Feliciano David M, Edelman Arthur M
Department of Pharmacology and Toxicology, State University of New York, Buffalo, New York 14214, USA.
J Biol Chem. 2009 Sep 25;284(39):26466-81. doi: 10.1074/jbc.M109.027680. Epub 2009 Jul 24.
Neuroblastoma cells having stem cell-like qualities are widely employed models for the study of neural stem/progenitor cell proliferation and differentiation. We find that human BE(2)C neuroblastoma cells possess a signaling cascade initiated by Ca(2+) influx via voltage-dependent calcium channels and the N-methyl-D-aspartate (NMDA) receptor and culminating in nuclear calmodulin-dependent protein kinase IV (CaMKIV)-mediated phosphorylation and activation of the transcription factors Ca(2+)/cyclic AMP-response element-binding protein (CREB) and ATF1 (activating transcription factor-1). This pathway functions to maintain BE(2)C cells in an undifferentiated, proliferative state. Parallel to this Ca(2+)-dependent pathway is a hormone-responsive program by which retinoic acid (RA) initiates the differentiation of BE(2)C cells toward a neuronal lineage. This is evidenced by RA-dependent induction of the cell cycle inhibitor p21/Cip1 (Cdk-interacting protein 1) and cell cycle arrest, induction of the neuroblastic marker doublecortin and of the neuron-specific intermediate filament protein, peripherin, and by RA-stimulated extension of neuritic processes. During neuronal differentiation there is a complex antagonistic interplay between these two major signaling pathways. RA down-regulates expression of CaMKIV and one of its upstream activators, CaMKK1 (calmodulin-dependent protein kinase kinase 1). This is accompanied by RA-induced suppression of activating phosphorylation of CREB with a time course paralleling that of CaMKIV down-regulation. RA-induced repression of the Ca(2+)/calmodulin-dependent protein kinase kinase/CaMKIV/CREB pathway appears to be involved in regulating the timing of neuronal differentiation, as shown by the effect of RNA interference of CaMKIV to markedly accelerate RA-dependent up-regulation of p21/Cip1 and doublecortin expression and RA-promoted neurite outgrowth. RA-induced repression of the CaMKIV signaling pathway may represent an early event in retinoid-dependent neuronal differentiation.

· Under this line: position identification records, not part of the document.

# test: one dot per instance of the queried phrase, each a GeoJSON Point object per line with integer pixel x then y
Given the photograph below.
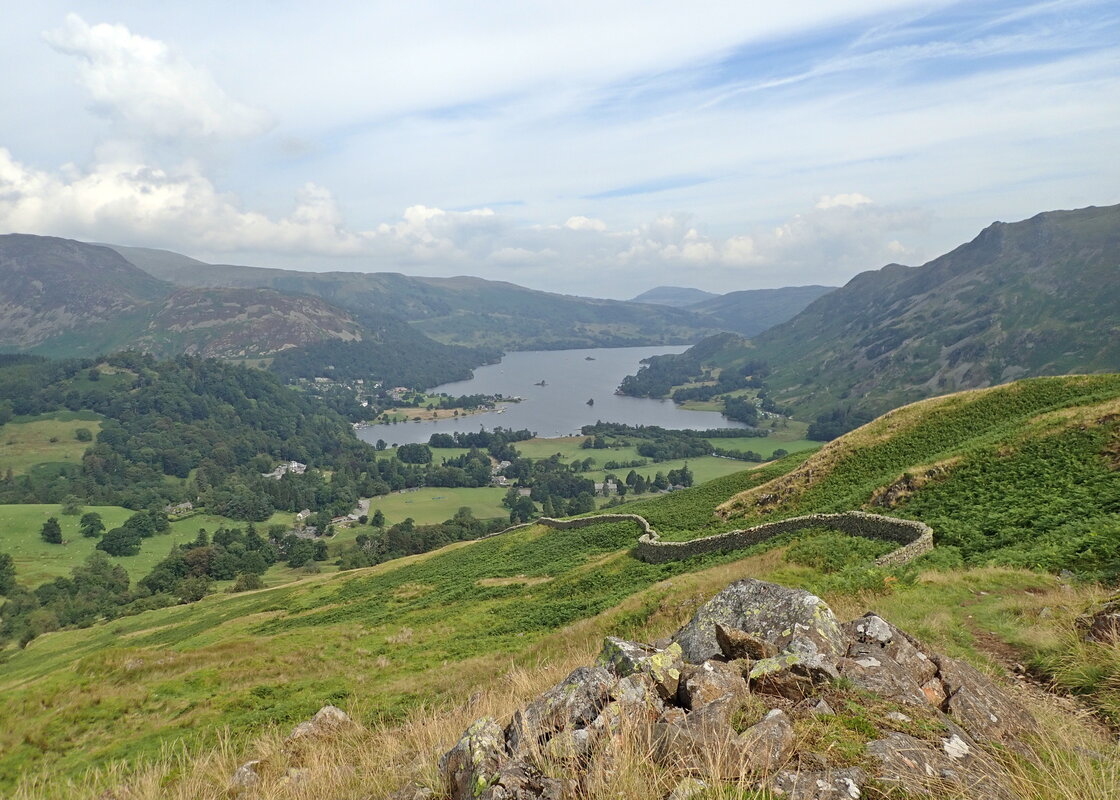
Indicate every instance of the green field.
{"type": "Point", "coordinates": [703, 468]}
{"type": "Point", "coordinates": [44, 440]}
{"type": "Point", "coordinates": [567, 446]}
{"type": "Point", "coordinates": [1025, 482]}
{"type": "Point", "coordinates": [37, 561]}
{"type": "Point", "coordinates": [432, 504]}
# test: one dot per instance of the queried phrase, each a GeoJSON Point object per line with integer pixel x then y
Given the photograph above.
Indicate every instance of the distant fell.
{"type": "Point", "coordinates": [1037, 297]}
{"type": "Point", "coordinates": [675, 296]}
{"type": "Point", "coordinates": [753, 310]}
{"type": "Point", "coordinates": [464, 310]}
{"type": "Point", "coordinates": [243, 324]}
{"type": "Point", "coordinates": [52, 286]}
{"type": "Point", "coordinates": [65, 298]}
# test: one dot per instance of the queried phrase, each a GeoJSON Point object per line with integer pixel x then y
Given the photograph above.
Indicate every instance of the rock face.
{"type": "Point", "coordinates": [739, 696]}
{"type": "Point", "coordinates": [1102, 623]}
{"type": "Point", "coordinates": [790, 620]}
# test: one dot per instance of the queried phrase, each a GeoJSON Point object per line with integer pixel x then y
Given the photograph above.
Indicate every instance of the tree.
{"type": "Point", "coordinates": [7, 574]}
{"type": "Point", "coordinates": [91, 524]}
{"type": "Point", "coordinates": [52, 532]}
{"type": "Point", "coordinates": [248, 582]}
{"type": "Point", "coordinates": [121, 541]}
{"type": "Point", "coordinates": [522, 511]}
{"type": "Point", "coordinates": [414, 454]}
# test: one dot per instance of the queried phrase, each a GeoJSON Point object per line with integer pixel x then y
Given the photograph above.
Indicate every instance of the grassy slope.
{"type": "Point", "coordinates": [37, 561]}
{"type": "Point", "coordinates": [383, 640]}
{"type": "Point", "coordinates": [43, 440]}
{"type": "Point", "coordinates": [431, 504]}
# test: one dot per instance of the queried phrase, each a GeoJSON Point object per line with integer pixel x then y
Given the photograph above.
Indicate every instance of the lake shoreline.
{"type": "Point", "coordinates": [554, 388]}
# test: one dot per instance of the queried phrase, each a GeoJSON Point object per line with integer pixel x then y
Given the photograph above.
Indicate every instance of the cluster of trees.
{"type": "Point", "coordinates": [168, 419]}
{"type": "Point", "coordinates": [392, 353]}
{"type": "Point", "coordinates": [833, 424]}
{"type": "Point", "coordinates": [748, 375]}
{"type": "Point", "coordinates": [661, 373]}
{"type": "Point", "coordinates": [102, 589]}
{"type": "Point", "coordinates": [126, 540]}
{"type": "Point", "coordinates": [484, 439]}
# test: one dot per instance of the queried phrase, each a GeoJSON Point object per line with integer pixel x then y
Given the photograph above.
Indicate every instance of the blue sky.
{"type": "Point", "coordinates": [588, 148]}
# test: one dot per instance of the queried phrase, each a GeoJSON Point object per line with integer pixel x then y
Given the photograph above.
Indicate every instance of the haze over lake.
{"type": "Point", "coordinates": [559, 408]}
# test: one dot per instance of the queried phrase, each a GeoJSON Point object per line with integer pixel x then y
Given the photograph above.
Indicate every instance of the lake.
{"type": "Point", "coordinates": [559, 408]}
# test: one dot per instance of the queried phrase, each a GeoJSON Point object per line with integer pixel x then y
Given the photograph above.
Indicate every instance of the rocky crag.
{"type": "Point", "coordinates": [914, 538]}
{"type": "Point", "coordinates": [763, 690]}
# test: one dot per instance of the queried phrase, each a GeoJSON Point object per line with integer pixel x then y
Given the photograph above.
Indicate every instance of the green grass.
{"type": "Point", "coordinates": [430, 504]}
{"type": "Point", "coordinates": [567, 446]}
{"type": "Point", "coordinates": [703, 468]}
{"type": "Point", "coordinates": [44, 440]}
{"type": "Point", "coordinates": [37, 561]}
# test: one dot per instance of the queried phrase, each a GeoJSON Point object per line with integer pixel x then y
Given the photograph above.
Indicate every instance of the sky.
{"type": "Point", "coordinates": [590, 148]}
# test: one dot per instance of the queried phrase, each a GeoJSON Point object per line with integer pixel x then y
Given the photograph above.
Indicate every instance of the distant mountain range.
{"type": "Point", "coordinates": [65, 298]}
{"type": "Point", "coordinates": [753, 310]}
{"type": "Point", "coordinates": [462, 310]}
{"type": "Point", "coordinates": [675, 296]}
{"type": "Point", "coordinates": [61, 297]}
{"type": "Point", "coordinates": [1036, 297]}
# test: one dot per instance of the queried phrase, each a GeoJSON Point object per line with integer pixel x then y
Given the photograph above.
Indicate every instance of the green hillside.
{"type": "Point", "coordinates": [753, 310]}
{"type": "Point", "coordinates": [64, 298]}
{"type": "Point", "coordinates": [431, 629]}
{"type": "Point", "coordinates": [463, 310]}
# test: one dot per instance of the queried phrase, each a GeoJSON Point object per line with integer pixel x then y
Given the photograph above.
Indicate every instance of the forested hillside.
{"type": "Point", "coordinates": [1036, 297]}
{"type": "Point", "coordinates": [463, 310]}
{"type": "Point", "coordinates": [1009, 477]}
{"type": "Point", "coordinates": [64, 298]}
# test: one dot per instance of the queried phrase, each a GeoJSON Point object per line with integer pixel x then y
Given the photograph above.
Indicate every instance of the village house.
{"type": "Point", "coordinates": [294, 467]}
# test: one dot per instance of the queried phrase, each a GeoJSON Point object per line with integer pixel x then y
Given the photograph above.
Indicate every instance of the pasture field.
{"type": "Point", "coordinates": [38, 561]}
{"type": "Point", "coordinates": [44, 440]}
{"type": "Point", "coordinates": [1018, 483]}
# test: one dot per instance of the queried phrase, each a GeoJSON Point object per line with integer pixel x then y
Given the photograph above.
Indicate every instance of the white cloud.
{"type": "Point", "coordinates": [849, 201]}
{"type": "Point", "coordinates": [129, 202]}
{"type": "Point", "coordinates": [584, 223]}
{"type": "Point", "coordinates": [148, 89]}
{"type": "Point", "coordinates": [132, 203]}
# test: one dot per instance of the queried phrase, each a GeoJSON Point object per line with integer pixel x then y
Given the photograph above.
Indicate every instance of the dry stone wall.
{"type": "Point", "coordinates": [914, 538]}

具有干细胞样特性的神经母细胞瘤细胞是研究神经干细胞/祖细胞增殖和分化的广泛应用的模型。我们发现,人BE(2)C神经母细胞瘤细胞拥有一个信号级联反应,该反应由通过电压依赖性钙通道和N-甲基-D-天冬氨酸(NMDA)受体的Ca(2+)内流启动,并最终导致核钙调蛋白依赖性蛋白激酶IV(CaMKIV)介导的转录因子Ca(2+)/环磷酸腺苷反应元件结合蛋白(CREB)和激活转录因子1(ATF1)的磷酸化和激活。该途径的作用是使BE(2)C细胞维持在未分化的增殖状态。与这条Ca(2+)依赖性途径并行的是一个激素反应程序,通过该程序视黄酸(RA)启动BE(2)C细胞向神经元谱系的分化。这表现为RA依赖性诱导细胞周期抑制剂p21/Cip1(细胞周期蛋白依赖性激酶相互作用蛋白1)和细胞周期停滞,诱导神经母细胞标志物双皮质素和神经元特异性中间丝蛋白外周蛋白,以及RA刺激神经突的延伸。在神经元分化过程中,这两条主要信号通路之间存在复杂的拮抗相互作用。RA下调CaMKIV及其上游激活剂之一钙调蛋白依赖性蛋白激酶激酶1(CaMKK1)的表达。这伴随着RA诱导的CREB激活磷酸化的抑制,其时间进程与CaMKIV下调的时间进程平行。RA诱导的Ca(2+)/钙调蛋白依赖性蛋白激酶激酶/CaMKIV/CREB途径的抑制似乎参与调节神经元分化的时间,如CaMKIV的RNA干扰显著加速RA依赖性p21/Cip1和双皮质素表达上调以及RA促进神经突生长的作用所示。RA诱导的CaMKIV信号通路的抑制可能代表类视黄醇依赖性神经元分化中的一个早期事件。